The data on the consumer side also shows that the economy has entered a period of contraction. In September, industrial turnover was down 2.4% from the same month last year. Retail sales, which had decreased 7.5% in July before picking up in August, are seen back on the decline, with the largest decrease again in durable consumer goods.
The retail sales volume, which covers all shopping malls and commercial enterprises of certain size, also points to a significant decrease in sales in the third quarter, including many sub-categories in which sales have fallen behind last year’s figures. Overall, the seasonally and calendar adjusted retail sales volume in the third quarter was down 1.7% from the previous one.
Besides the weakening tailwinds from the consumer side, the investment front provides no impetus as well. The steep investment decline in the past several years shows no sign of improvement in the third quarter of 2016. As of September, the annual output in the intermediate goods industry grew only 0.6%, while capital goods production decreased by 2.3%. The import of intermediate goods in the first nine months also remained unchanged from the same period last year, amounting to about $80 billion. A similar stagnation was seen in the import of capital goods. All those indicators point to lack of activity in terms of investments, as both local and foreign entrepreneurs remain wary of putting money in Turkey amid political and geopolitical risks, in addition to economic fragilities.
Foreign demand also fails to provide tailwind for the Turkish economy. In the first nine months, Turkey’s exports declined almost 3%, while imports were down 6.5%. The foreign trade deficit stood at $42 billion, a 15% decrease from the same period last year, in which the low global energy and commodity prices were also influential. As of the end of September, the foreign trade deficit and the one-third decline in tourism revenues contributed to a renewed increase in Turkey’s current account deficit, which reached $32.4 billion on a 12-month basis.
This outlook indicates that the link between economic growth and foreign trade has further weakened, meaning that foreign demand is not stimulating growth. Ankara not only lacks a viable economic policy to reverse this trend, but also pursues an ill-conceived foreign policy route that causes significant losses in foreign markets.
The European Union’s share of Turkish exports remains the largest at 48.5%, but is stagnant. Trade with the EU could take a further hit from growing political tensions over Ankara’s affront to democracy. Market losses in the Middle East, meanwhile, continue to expand. In the first nine months, the share of Middle Eastern countries in Turkish exports fell from 22% to 21.3% as exports declined to some $22 billion, a 5.7% decrease from the same period last year.
The downturn observed in the third quarter continues in the fourth one, as October figures indicate.
The slowdown in the inflow of foreign capital — the result of Turkey’s climbing risk premium and downgraded credit ratings — and most recently, the fluctuations caused by the outcome of the US presidential elections, have proven debilitating. The most glaring evidence is the depreciation of the Turkish lira, which has plunged 10% against the dollar in November alone.

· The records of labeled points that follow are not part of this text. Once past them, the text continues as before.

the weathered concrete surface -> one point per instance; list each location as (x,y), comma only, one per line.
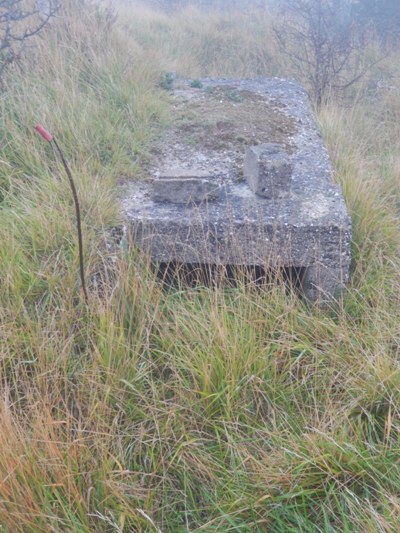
(181,186)
(308,228)
(268,170)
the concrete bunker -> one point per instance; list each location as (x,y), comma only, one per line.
(242,179)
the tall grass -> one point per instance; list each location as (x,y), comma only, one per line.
(186,410)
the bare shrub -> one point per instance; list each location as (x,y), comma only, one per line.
(324,44)
(19,21)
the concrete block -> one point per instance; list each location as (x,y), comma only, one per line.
(268,170)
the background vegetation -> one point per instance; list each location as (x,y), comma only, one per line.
(190,410)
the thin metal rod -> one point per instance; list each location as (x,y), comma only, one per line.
(78,221)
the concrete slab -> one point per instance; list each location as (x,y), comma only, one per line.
(307,228)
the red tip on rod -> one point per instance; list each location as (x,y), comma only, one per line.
(43,132)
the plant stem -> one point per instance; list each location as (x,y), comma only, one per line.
(78,221)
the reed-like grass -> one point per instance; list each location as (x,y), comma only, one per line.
(194,409)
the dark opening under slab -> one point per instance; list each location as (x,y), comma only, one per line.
(175,274)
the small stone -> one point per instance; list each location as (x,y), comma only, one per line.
(183,186)
(268,170)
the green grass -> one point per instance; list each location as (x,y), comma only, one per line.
(189,410)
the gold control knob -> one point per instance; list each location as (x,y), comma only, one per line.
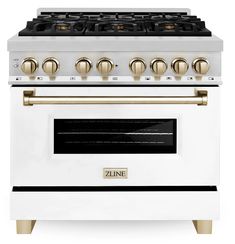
(201,66)
(158,66)
(105,66)
(50,66)
(137,66)
(83,66)
(179,66)
(29,66)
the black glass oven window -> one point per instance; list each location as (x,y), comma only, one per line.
(80,136)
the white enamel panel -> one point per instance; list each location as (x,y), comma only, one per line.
(196,161)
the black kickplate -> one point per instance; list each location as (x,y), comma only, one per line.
(110,188)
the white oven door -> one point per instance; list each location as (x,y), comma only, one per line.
(68,136)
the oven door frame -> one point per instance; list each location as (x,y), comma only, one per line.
(33,162)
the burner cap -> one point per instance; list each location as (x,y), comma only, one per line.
(62,26)
(169,26)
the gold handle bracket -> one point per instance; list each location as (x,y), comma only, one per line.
(29,99)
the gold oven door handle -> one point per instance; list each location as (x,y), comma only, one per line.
(29,99)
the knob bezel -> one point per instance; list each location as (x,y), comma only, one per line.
(156,60)
(137,59)
(32,60)
(197,60)
(86,60)
(106,60)
(51,59)
(176,60)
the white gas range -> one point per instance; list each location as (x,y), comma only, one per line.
(115,116)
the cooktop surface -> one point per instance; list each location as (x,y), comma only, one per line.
(115,24)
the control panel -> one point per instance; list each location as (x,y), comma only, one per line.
(120,67)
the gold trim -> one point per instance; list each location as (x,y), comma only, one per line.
(54,60)
(30,59)
(201,98)
(137,59)
(176,60)
(200,59)
(25,226)
(203,226)
(155,60)
(84,59)
(107,60)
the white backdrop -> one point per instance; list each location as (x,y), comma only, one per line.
(219,18)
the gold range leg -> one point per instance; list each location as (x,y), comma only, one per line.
(24,226)
(203,226)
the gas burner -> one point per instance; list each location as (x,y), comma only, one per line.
(62,26)
(115,24)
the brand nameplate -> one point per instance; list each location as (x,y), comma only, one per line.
(115,173)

Now that the umbrella of growth is blown inside out, the headwinds threaten to jounce the base as well. An economic tremor is Ankara’s worst nightmare, especially now that a drive to install a presidential regime is afoot. Yet, the data shows the economy is on a contraction course, which, for the man in the street, will mean more unemployment, less prosperity and debt defaults. How the government will use public finances to prevent political blowbacks and whether its toolbox will be enough remains to be seen.